Reduce light exposure within 2 hours of bedtime:
Exposure to light, particularly in the evening, can disrupt the body’s natural sleep-wake cycle. Use dimmer lighting in the evening, avoid electronics and screens, and use light-blocking curtains to help regulate the sleep-wake cycle.
Start relaxing 1 hour before bedtime:
Engage in a relaxing activity such as reading, taking a warm bath, or practising relaxation techniques such as meditation or deep breathing. A study published in the Journal of Sleep Research found that relaxation techniques can improve sleep quality and duration.
Keep it cool:
Keep the bedroom temperature between 15.6-19.4°C and use breathable bedding to promote better sleep. This can help promote better sleep quality, as the body’s core temperature drops during sleep
Consider supplements:
Melatonin, L-theanine, and magnesium are all-natural supplements that can help promote relaxation and improve sleep quality. Melatonin is a hormone that regulates the sleep-wake cycle, while L-theanine is an amino acid that promotes relaxation. Magnesium is a mineral that can help reduce stress and promote relaxation.
Establish a regular bedtime:
Aim to be asleep at a consistent time every night to allow the opportunity for 7-9 hours of sleep. According to research by the Sleep Council, the average adult in the UK gets 6.8 hours of sleep per night, which is less than the recommended amount. Sticking to a regular sleep schedule can help regulate your circadian rhythm and promote healthy sleep.
When to seek medical input
By following these tips, you can improve your chances of getting a good night’s sleep and help treat insomnia. However, it is important to note that the effectiveness of these strategies may vary from person to person.
If you are still struggling despite following a good sleep hygiene routine, then it would be best to consult with a healthcare professional to determine the best approach for treating insomnia based on your specific circumstances and underlying causes.
There may be a need to address underlying medical conditions such as sleep apnea or restless legs syndrome. Sometimes a short course of prescription sleep medications may be required.
Alternatively, you may be advised to try Cognitive Behavioral Therapy for Insomnia. This is a type of psychotherapy that helps you identify and change negative thoughts and behaviours that contribute to your insomnia. It is considered the gold standard treatment for chronic insomnia.

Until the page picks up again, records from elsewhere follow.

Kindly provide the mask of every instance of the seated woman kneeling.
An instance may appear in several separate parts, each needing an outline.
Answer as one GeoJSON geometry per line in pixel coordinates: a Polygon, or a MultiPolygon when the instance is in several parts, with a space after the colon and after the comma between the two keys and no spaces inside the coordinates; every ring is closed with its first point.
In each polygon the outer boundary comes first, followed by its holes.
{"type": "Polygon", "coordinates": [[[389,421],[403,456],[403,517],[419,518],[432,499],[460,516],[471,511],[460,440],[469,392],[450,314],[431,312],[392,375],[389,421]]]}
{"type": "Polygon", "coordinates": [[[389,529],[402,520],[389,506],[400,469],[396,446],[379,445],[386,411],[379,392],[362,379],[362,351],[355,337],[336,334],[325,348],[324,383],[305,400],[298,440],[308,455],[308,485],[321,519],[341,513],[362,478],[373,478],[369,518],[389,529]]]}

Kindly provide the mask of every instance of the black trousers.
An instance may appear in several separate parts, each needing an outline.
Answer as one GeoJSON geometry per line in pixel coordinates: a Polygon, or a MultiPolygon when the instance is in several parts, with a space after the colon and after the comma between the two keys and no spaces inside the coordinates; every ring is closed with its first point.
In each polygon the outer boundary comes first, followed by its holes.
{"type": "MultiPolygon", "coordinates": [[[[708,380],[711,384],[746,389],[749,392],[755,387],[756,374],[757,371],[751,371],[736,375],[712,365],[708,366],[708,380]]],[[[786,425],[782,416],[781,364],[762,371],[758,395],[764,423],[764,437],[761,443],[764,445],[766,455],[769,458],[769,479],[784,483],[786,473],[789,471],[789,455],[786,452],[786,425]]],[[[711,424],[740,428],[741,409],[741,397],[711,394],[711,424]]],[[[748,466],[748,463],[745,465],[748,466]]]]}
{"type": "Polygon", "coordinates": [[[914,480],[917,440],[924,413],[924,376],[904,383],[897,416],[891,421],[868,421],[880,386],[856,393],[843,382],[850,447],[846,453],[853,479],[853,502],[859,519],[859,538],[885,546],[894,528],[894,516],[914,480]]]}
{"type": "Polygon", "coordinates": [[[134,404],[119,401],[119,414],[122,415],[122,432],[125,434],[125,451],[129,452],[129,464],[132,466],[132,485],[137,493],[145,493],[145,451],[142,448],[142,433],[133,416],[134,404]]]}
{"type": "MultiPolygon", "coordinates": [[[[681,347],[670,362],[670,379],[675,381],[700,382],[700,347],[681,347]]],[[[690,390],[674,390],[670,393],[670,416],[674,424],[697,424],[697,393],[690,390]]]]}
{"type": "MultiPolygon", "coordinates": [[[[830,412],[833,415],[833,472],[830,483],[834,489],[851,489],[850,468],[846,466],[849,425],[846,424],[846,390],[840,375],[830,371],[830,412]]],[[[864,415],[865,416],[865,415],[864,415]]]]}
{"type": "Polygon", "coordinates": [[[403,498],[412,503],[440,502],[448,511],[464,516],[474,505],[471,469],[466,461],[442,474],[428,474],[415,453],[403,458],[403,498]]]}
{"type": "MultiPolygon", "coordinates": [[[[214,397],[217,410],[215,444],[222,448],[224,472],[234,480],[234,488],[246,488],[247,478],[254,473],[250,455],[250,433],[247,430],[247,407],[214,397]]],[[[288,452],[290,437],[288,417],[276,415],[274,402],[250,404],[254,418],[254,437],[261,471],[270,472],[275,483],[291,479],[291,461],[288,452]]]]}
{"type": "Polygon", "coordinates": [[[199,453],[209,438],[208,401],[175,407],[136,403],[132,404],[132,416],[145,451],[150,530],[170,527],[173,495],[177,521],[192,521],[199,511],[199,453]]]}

Quality sleep is essential
Quality sleep is essential for your physical, cognitive, and emotional performance. Lack of sleep can have significant negative effects on your health and well-being, and can even impact your safety, as being sleep-deprived puts you at higher risk of accidents and errors.
Insomnia is a common sleep disorder that can have complex and multifactorial causes, but there are a variety of strategies that can be employed to help treat it. By following a good sleep hygiene routine and seeking appropriate medical treatment when necessary, you can improve their sleep and overall health. It is important to prioritize and value quality sleep, and to seek help if you are struggling with insomnia.